At one point, William Smith Congress and Hobart Student Government were distinct organizations. They had rich and interesting histories as they waxed and waned and as conflict and crisis changed them. For a long time, they met separately— oftentimes they diverged significantly in thought and action. They also used to elect representatives from residences, and be empowered to set wide swathes of social policy— which is to say that things change. Now, a first year student who finds their way into a meeting would be under the impression they were participating in one organization’s meeting. They would remain under this impression until the meeting hit some snag in the illusion of normalcy. Two ballots might be awkwardly passed out, each one branded with a different insignia.

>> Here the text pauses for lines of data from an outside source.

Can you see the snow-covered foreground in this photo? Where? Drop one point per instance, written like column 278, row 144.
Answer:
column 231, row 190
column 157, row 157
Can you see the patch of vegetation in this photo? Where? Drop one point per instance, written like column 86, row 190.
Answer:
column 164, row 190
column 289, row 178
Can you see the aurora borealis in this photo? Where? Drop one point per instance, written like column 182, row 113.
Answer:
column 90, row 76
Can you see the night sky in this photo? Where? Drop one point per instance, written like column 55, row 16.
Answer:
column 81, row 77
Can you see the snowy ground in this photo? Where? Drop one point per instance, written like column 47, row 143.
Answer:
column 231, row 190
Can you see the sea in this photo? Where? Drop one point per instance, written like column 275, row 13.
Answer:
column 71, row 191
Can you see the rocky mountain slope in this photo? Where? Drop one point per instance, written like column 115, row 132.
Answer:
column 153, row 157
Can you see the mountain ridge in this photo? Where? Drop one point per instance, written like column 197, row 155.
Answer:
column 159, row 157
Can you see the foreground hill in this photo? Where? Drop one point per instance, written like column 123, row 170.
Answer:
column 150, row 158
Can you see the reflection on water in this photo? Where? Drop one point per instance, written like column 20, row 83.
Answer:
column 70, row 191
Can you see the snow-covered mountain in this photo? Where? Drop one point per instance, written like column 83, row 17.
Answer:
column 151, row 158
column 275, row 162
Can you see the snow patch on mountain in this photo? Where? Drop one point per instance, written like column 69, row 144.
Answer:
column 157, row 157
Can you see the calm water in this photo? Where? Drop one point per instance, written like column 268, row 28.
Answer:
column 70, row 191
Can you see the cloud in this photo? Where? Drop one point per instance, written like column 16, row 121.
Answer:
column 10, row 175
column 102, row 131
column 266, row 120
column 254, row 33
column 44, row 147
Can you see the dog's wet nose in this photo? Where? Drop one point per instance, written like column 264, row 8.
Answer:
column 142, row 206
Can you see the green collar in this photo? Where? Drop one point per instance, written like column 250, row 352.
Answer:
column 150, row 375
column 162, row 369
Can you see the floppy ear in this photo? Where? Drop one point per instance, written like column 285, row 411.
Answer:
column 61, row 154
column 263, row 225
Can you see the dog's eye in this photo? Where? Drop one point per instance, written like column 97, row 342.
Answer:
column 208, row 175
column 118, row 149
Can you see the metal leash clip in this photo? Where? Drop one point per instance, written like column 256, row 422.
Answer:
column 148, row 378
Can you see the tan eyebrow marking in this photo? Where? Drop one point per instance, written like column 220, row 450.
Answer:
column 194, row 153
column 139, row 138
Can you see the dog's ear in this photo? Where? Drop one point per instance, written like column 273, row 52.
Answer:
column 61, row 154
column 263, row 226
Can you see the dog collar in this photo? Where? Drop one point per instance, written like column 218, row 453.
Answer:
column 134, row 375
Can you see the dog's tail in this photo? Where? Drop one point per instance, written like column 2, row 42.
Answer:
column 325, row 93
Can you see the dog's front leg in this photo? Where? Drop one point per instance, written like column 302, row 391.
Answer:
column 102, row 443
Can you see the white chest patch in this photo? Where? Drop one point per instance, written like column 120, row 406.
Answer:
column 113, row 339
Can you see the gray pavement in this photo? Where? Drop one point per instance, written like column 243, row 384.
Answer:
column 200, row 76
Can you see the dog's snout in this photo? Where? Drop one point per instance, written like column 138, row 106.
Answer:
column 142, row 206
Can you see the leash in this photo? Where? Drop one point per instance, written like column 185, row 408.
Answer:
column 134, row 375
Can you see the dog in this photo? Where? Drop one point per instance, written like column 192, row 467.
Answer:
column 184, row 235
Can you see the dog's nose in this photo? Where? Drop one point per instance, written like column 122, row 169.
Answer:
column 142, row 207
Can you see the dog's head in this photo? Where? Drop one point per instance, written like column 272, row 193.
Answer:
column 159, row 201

Excluding the student trustees, there are sixteen elected positions in the two student governments. These positions are filled in annual elections that are rarely contested and regularly have no one running at all. As the coordinate system currently manifests in student government, there is an inflated number of positions to be filled by a population only so interested in this facet of campus life. The college’s website says our undergraduate enrollment is 1,660, so a little less than 1 percent of the student population is expected to be elected to some position within our student government. And currently, that is about the number of people interested in participating in student government, and consistently more positions than can be filled in competitive elections.
While I have boundless respect for the people who have devoted hours upon hours of their time to making an impact on their community through WSC and HSG, there is also no doubt in my mind that a system where almost everyone is elected by default creates problems. When you have twice as many positions to fill as necessary, it is basically impossible to winnow off the least interested and the apathetic.
Additionally, requiring students to choose which organization they will participate in in a system based on gender creates obvious problems. Any student who does not fit statically into the gender binary is likely to be made uncomfortable by this system.
When a system unnecessarily categorizes and excludes students, and when the system requires more participation than it has seen in recent years to be effective, change seems necessary. The student body should be allowed to vote in a referendum on merging the two governments into one. If the idea of student government means anything, the way the student body chooses to organize itself cannot be decided by anyone other than the students.